At first glance, the dead Japanese machine gunner appeared about to fire his deadly weapon. I also like the way he described the non-battle hardship. This story is told warts and all and is not pleasant reading but if you want an honest opinion of the fighting against the Japanese in the Pacific then read this book. It will stop in your memory long after you have read it. The book follows him through training, then to the Pacific outpost of Pavuvu, then into the battlefields of Peleliu and Okinawa.

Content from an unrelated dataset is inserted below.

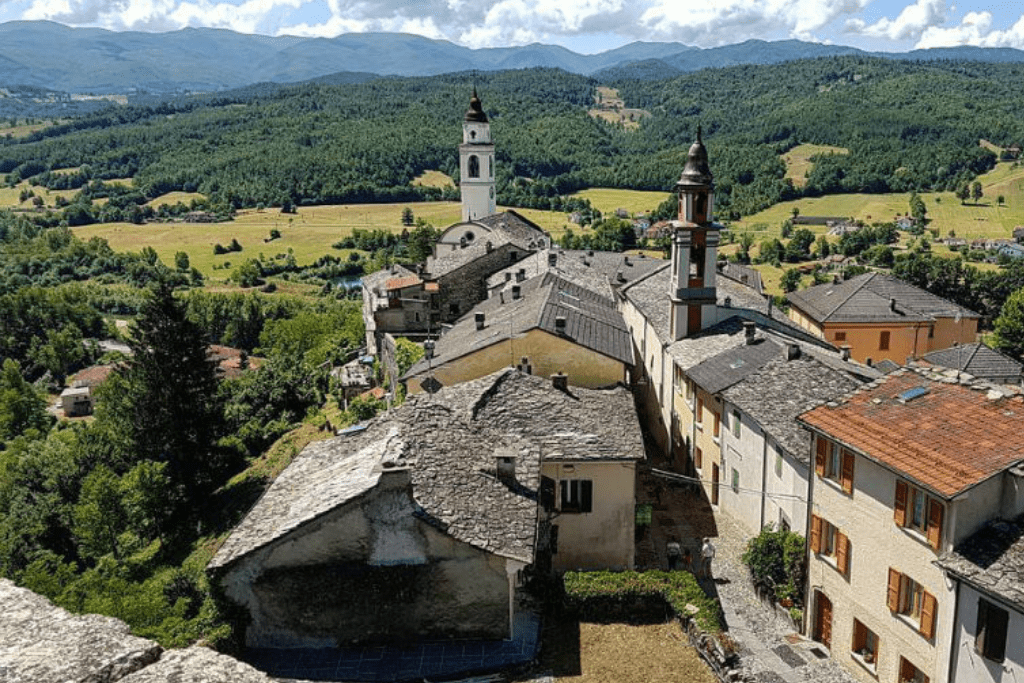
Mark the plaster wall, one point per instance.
(369, 571)
(970, 666)
(547, 353)
(601, 539)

Sledge gets a feeling of uneasiness that the war might be over before he could get overseas and in combat if he stays in school. Eugene Sledge takes you with him every step of the way. The bodies lay pathetically just as they had been killed, half submerged in muck and water, rusting weapons still in hand. If a Marine slipped and slid down the back slope of the muddy ridge, he was apt to reach the bottom vomiting. The men gloated over, compared, and often swapped their prizes. You smug-faced crowds with kindling eye Who cheer when soldier lads march by, Sneak home and pray you'll never know The hell where youth and laughter go.
In 1970 he became a professor, a position he held until his retirement in 1990. Among other things, what's so remarkable is how different Leckie and Sledge were as individuals Probably not right place to begin, but, more than anything, this book was the perfect companion to Leckie's equally graphic, disturbing, compelling, shocking, gut-wrenching, and poignant, Helmet For My Pillow. The war claimed over 50,000 Americans. Warning: this review includes some spoilers. The baby is taken by one of the officers while Sledge finds the woman alone and comforts her until she dies of her wounds. This is also a symptom of small unit reading, which I also tend to avoid. It was on Peleliu that Sledge encountered his first enemy corpse.
My dad fought on Okinawa, receiving a citation from the office of the president for his participation in the taking of Shuri Ridge. Both of these battles were known for their bloody and brutal fights. Sledge discusses not only the battles of Peleliu and Okinawa, but the transition from being a sensitive young man to becoming a hardened, battle-weary veteran. Some key themes and events include God as the creator and sustainer of his creation demonstrated through the accounts of the creation week, the fall of man, the flood, and Patriarchal History, including Abraham, Isaac, Jacob and Joseph. As a culture we do not have the backbone or courage to fight like these men did. Occasionally he provides an overall view of the war, but it is primarily his memoir of day to day life, some routine, some in the middle of combat. Sledge is later seen eating military rations with Snafu and Leyden, and staring in horror as Snafu pries off the jaw of a dead Japanese soldier to obtain some gold teeth.
A bright young mind that aspired to delve into the mysteries of the human brain to alleviate human suffering had itself been destroyed by a tiny chunk of metal. For me, this tends to detract from my enjoyment of the book. O-hail, o-hail, o-infantry, the queen of battle. He looked at me blankly and moved on. For anyone else, it is still a very good, very enjoyable read.